Oppa… makanlah.” Yoora meletakkan semangkuk sup ayam di nakas dekat ranjang Tao.

Saat ini, Yoora berada di dalam kamar lelaki yang pernah berbaik hati membawanya ke masa lalu Baekhyun, ya, Tao. Lelaki itu tak menghiraukan Yoora sama sekali, ia hanya duduk bersandar pada bantal dengan kedua bola matanya yang terus menatap kosong ke depan.

“Mau kusuapi?” tawar gadis itu. Tao tetap diam.

“Kusuapi saja ya?”

Baru saja gadis itu hendak mengambil mangkuk berisi sup ayam itu, tangan Tao tiba-tiba bergerak melempar mangkuk itu hingga sup ayam yang masih panas itu tumpah dan mengenai rok yang dikenakan Yoora.
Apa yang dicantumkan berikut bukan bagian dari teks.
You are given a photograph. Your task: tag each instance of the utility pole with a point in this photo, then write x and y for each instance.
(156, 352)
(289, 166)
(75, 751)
Panasnya kuah sup ayam itu mampu membuat paha Yoora seketika melepuh.

“Kau sangat mengganggu.” Tao akhirnya membuka mulutnya dan menatap mata Yoora tajam.

Yoora mengelus-elus pahanya yang melepuh sambil sesekali merintih menahan sakit, ia tidak bisa marah, karena dirinyalah Tao jadi seperti ini.

“Aku tidak ingin memakan sup ayam yang menjijikkan itu.”

“Aku menginginkanmu sekarang.” Lanjut Tao menyeringai memperlihatkan taring kebanggaannya, membuat bulu kuduk Yoora berdiri seketika.

“Apa yang kudapatkan jika aku bisa membawamu kembali ke jaman itu?”

“Tubuhku.”

“Kau bisa menikmati tubuhku setelah kau berhasil membawaku ke jaman itu dan kembali ke jaman ini. kau juga, bisa menggigitku di mana pun kau mau.”

Benar, ia sendiri yang telah menjanjikan tubuhnya sebagai imbalan pada Tao. Tapi, haruskah sekarang? Apa ia sudah siap membiarkan Tao menikmati tubuhnya dan menggigitnya di mana pun lelaki itu mau?

“Kau tidak lupa dengan perjanjian kita, bukan?”

“Tidak, aku tidak mungkin lupa.” Balas Yoora cepat.

Gadis itu lalu membuka sebagian kancing bajunya, memperlihatkan dada bagian atasnya yang putih mulus dengan luka bekas tancapan taring Baekhyun di lehernya yang masih jelas terlihat. Ini adalah konsekuensinya, mau tidak mau, siap tidak siap, Yoora harus menerimanya.

Yoora membaringkan tubuhnya di samping Tao, membiarkan setiap gerakan lelaki itu yang kini sudah menindihnya. Yoora dapat melihat lensa kuning pucat Tao yang menyala-nyala dan dapat merasakan deru nafas Tao yang seakan tak terkendali. Tao sudah seperti binatang buas yang sudah tidak sabar ingin menelannya hidup-hidup.

Tao melumat bibir Yoora kasar, terkadang menggigit-gigit bibir bawah gadis itu tanpa membuatnya berdarah. Mata Yoora terpejam. Bibirnya membengkak karena terlalu kuat dihisap Tao. Perlu ditekankan bahwa tidak ada cinta di sini, di antara mereka.

Beberapa menit berselang, Yoora merasa Tao berhenti mencumbunya.

Tes! Setetes airmata berhasil jatuh membasahi pipi Yoora, membuat gadis itu spontan membuka matanya dan mendapati Tao yang berlinang airmata di atasnya.

“Dasar bodoh! Bagaimana bisa aku menidurimu jika kakiku cacat seperti ini?! Kau pikir aku akan menikmatinya? Tidak! Aku tidak akan bisa menikmatinya jika merasakan keberadaan kaki kiriku saja aku tidak bisa!”

Tao membaringkan dirinya di samping Yoora, lelaki itu benar-benar terlihat frustasi. Yoora yang tak tega melihat Tao seperti itu hanya bisa berusaha menenangkan Tao dengan pelukan hangatnya. Tao menangis di pelukan Yoora, mengeluarkan semua kesedihan yang semula hanya ia pendam sendirian. Sakit, lelaki itu tersiksa.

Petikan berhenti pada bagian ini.